Genetic and molecular background of pheochromocytoma and paraganglioma

Abstract

Pheochromocytomas (PCC) and abdominal paragangliomas (PGL), collectively denoted PPGL, are neuroendocrine tumors (NET) with a highly diverse genetic and molecular etiology, arisen in the adrenal medulla and abdominal paraganglia respectively. The tumors often cause cardiovascular symptoms due to the high production of catecholamines, and malignancy occurs in 10% of the PCCs and 30% of the PGLs. The genetic background of the PPGL disease constitutes of hereditary mutations in a growing list of susceptibility genes, although a large subset of the sporadic tumors still has an unknown etiology. This thesis work aimed to further characterize the genetic and molecular background of PPGL, in order to contribute to better diagnosis, prognosis and treatment for the patients.
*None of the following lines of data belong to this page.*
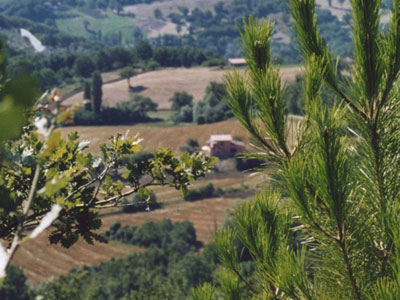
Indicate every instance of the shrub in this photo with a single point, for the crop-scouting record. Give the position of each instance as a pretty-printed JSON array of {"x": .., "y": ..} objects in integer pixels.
[
  {"x": 207, "y": 191},
  {"x": 247, "y": 163},
  {"x": 139, "y": 203}
]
In the first study we investigated the role of susceptibility gene promoter methylation in PPGL. By studying the gene expression and assessing the promoter methylation levels, it was found that the VHL gene is epigenetically inactivated in PPGL. Subsequently, in order to investigate the established susceptibility genes in a large cohort, we used a targeted sequencing approach in the second study and found that next-generation sequencing is fast and cost-effective method for mutational screening of PPGL. Additionally, the NF1 gene was found to be the most frequently mutated gene, and in the third study we used the NF1 mutational status obtained in the second study to investigate if immunohistochemistry could be used as a screening tool for NF1 mutations. We found a strong sensitivity but poor specificity for the method and therefore recommend genetic screening as the most efficient tool to identify NF1 patients. The list of PPGL susceptibility genes is constantly growing, and one of the latest genes verified is the HRAS gene. In the fourth study we screened a large cohort of PPGL for mutations in the HRAS gene and compared with the overall gene expression obtained using a mRNA microarray approach. Taken together with HRAS mutations in the literature, the overall HRAS mutation frequency was calculated to 5.2% in PPGL. The gene expression profiling showed that the HRAS mutated tumors clustered together with the NF1- and RET-mutated tumors that are associated with activation of kinase pathways. With the mutational information obtained in the second study, we were able to screen PCCs without known genetic drivers. In the fifth study, these tumors underwent whole-exome sequencing, detecting recurrent mutations in the KMT2D gene. After screening of a verification cohort, a total KMT2D mutation frequency of 14% was established. In the sixth study we screened PGLs for mutations in the KMT2D gene. All PGLs exhibited wild-type however KMT2D gene over-expression was observed in PGLs compared to normal adrenal samples. These results would imply dysregulation of methyltransferase as a novel disease mechanism in PPGL. In summary, the studies included in the thesis have increased the knowledge of the genetic and molecular background of PPGL. The results may therefore in the long run contribute to better diagnosis, prognosis and development of future treatment options for the patients.